Bahkan dalam konsepsi pemerintahan dalam Islam pun hukumah-nya adalah hukumah khidamiyah, pemerintah pelayanan. Konsep daulah khidamiyah, negara pelayanan, baru ditemukan oleh negara-negara Barat pada abad ke-20.
Padahal konsepsi Islam dari awal ta’sisnya, negara itu bernama negara pelayanan.

Lihatlah bagaimana kata-kata Umar bin Khattab radhiyallahu ‘anhu ketika menyatakan, “Jika ada keledai terperosok di Iraq, sayalah yang bertanggung jawab.”

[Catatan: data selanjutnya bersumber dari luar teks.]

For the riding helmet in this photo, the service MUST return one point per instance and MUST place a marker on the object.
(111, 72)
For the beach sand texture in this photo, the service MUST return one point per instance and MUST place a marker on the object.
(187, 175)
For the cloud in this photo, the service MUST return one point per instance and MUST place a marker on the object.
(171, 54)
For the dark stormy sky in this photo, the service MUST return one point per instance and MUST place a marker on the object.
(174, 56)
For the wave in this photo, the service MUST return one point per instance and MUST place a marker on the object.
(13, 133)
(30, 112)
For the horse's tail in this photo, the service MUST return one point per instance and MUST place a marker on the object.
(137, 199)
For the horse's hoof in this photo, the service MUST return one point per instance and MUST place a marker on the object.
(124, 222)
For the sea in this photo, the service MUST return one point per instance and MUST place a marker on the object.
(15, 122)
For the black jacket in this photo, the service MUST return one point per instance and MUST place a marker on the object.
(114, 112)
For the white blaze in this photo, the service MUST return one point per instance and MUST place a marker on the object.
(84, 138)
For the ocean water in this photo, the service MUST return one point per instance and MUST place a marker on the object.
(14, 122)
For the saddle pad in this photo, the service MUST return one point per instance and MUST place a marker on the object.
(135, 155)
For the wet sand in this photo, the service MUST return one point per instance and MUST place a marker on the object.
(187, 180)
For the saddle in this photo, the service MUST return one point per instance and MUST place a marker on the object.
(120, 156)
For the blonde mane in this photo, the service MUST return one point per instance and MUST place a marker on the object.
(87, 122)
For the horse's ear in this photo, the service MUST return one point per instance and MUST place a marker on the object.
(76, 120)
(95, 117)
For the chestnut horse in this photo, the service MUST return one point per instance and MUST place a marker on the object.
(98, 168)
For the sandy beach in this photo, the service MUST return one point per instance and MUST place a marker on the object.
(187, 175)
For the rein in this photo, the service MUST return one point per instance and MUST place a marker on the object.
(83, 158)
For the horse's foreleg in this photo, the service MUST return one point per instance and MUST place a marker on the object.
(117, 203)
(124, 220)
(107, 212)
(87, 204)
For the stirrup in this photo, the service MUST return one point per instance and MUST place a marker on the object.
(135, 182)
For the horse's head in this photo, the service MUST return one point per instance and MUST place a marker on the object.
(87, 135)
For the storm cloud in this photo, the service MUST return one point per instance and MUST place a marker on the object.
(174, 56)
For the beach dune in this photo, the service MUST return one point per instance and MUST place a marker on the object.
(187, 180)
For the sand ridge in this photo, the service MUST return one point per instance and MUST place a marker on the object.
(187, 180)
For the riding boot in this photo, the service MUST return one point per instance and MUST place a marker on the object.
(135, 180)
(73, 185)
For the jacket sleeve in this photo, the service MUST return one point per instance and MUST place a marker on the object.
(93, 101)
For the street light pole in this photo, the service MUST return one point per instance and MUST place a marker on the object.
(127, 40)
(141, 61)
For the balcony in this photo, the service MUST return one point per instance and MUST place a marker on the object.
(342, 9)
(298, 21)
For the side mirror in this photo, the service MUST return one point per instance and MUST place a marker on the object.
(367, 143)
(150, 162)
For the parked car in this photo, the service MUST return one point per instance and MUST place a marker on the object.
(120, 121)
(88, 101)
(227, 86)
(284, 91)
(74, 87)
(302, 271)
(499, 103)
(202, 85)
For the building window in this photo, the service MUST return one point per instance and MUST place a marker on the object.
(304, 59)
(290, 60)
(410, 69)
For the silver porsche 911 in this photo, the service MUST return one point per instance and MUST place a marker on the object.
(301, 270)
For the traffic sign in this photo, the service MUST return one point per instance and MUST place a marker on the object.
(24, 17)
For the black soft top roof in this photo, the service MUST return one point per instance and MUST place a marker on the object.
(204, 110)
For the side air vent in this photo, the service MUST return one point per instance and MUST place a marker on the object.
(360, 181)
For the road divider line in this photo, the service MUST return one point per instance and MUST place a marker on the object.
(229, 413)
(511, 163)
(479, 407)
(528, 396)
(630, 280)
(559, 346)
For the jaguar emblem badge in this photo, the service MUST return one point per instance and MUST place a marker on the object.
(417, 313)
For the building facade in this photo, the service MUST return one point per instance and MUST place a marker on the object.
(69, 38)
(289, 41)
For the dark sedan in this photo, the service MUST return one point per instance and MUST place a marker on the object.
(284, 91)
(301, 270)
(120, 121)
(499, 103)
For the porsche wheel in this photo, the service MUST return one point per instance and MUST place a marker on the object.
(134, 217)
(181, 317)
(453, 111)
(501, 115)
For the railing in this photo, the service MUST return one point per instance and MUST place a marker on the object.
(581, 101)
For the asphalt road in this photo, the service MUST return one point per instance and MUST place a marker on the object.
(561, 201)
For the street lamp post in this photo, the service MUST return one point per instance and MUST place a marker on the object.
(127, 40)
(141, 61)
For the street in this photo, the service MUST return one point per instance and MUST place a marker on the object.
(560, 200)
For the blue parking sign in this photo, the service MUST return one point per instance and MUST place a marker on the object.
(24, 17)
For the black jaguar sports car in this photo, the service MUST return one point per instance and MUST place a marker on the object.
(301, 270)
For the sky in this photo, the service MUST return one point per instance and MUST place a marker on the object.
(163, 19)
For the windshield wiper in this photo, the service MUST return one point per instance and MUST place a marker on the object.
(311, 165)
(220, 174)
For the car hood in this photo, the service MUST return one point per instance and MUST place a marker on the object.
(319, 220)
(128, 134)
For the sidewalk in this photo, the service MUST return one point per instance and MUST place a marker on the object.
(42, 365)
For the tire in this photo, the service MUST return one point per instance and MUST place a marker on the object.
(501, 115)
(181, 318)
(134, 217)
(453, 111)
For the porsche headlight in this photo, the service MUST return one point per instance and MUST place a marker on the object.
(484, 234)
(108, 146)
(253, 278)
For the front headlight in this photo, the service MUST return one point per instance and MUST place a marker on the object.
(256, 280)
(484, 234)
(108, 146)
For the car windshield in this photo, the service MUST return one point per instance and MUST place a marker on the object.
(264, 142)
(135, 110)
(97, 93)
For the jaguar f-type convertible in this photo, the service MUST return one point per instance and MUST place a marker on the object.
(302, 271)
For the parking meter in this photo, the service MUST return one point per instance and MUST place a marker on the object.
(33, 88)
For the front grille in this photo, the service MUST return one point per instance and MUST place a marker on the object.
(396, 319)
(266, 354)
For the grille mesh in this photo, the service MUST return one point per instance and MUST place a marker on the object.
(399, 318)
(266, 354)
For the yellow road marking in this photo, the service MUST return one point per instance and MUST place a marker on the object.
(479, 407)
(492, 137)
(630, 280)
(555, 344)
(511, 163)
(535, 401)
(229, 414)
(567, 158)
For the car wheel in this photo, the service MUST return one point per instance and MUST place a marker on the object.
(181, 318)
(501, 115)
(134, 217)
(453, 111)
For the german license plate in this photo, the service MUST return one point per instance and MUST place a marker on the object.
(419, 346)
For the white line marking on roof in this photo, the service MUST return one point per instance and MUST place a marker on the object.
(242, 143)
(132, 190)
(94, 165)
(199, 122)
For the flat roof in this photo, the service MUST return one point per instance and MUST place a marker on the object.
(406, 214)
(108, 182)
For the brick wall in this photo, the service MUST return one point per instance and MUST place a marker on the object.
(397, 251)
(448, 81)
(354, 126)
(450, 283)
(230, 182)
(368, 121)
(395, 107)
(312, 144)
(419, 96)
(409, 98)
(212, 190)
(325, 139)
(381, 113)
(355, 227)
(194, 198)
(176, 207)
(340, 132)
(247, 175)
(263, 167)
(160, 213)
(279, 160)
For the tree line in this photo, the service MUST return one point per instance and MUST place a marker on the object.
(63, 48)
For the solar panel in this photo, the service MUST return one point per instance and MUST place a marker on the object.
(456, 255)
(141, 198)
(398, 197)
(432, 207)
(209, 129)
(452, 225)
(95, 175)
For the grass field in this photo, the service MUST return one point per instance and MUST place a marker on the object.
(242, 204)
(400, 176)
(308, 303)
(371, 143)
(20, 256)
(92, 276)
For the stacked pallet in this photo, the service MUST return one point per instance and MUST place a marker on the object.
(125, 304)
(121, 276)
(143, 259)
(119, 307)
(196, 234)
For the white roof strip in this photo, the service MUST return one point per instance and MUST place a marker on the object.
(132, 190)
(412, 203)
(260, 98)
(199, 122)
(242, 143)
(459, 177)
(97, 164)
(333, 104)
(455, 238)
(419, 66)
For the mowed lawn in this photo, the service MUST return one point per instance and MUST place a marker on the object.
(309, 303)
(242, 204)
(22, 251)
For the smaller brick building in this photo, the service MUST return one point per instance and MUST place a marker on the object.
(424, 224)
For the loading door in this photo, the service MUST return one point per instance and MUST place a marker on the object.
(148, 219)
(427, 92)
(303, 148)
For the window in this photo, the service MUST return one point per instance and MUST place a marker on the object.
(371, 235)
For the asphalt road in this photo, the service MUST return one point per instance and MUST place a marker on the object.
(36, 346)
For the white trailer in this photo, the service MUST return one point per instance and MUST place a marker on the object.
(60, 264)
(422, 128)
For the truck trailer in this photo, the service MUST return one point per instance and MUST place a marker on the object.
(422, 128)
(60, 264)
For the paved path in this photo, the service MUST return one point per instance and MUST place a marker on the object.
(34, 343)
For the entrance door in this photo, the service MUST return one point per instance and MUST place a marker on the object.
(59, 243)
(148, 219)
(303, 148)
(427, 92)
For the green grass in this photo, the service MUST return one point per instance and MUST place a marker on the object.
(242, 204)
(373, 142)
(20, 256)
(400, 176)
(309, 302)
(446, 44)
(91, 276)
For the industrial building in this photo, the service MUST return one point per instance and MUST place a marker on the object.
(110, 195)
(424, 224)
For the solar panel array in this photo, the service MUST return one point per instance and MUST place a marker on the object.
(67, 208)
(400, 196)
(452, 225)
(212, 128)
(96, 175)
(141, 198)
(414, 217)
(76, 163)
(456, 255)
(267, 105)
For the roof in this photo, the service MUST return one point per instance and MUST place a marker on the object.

Soal keledai dia merasa bertanggung jawab; khalifah memikul tanggung jawab, kepala negara memikul tanggung jawab. Sekarang ribuan orang terperosok, tertimpa bencana, mengalami malapetaka—di saat seperti ini mencari orang yang tampil dengan karya-karya yang bertanggung jawab agak sulit.

Alhamdulillah, kader-kader kita—ikhwan dan akhwat—selalu menjadi shahibul mubadarah, yang berinisiatif pertama hadir di tengah-tengah bencana, di tengah-tengah musibah; yang paling cepat hadir di tengah-tengah musibah umat, di tengah-tengah bangsa. Itulah yang paling layak memimpin bangsa ini.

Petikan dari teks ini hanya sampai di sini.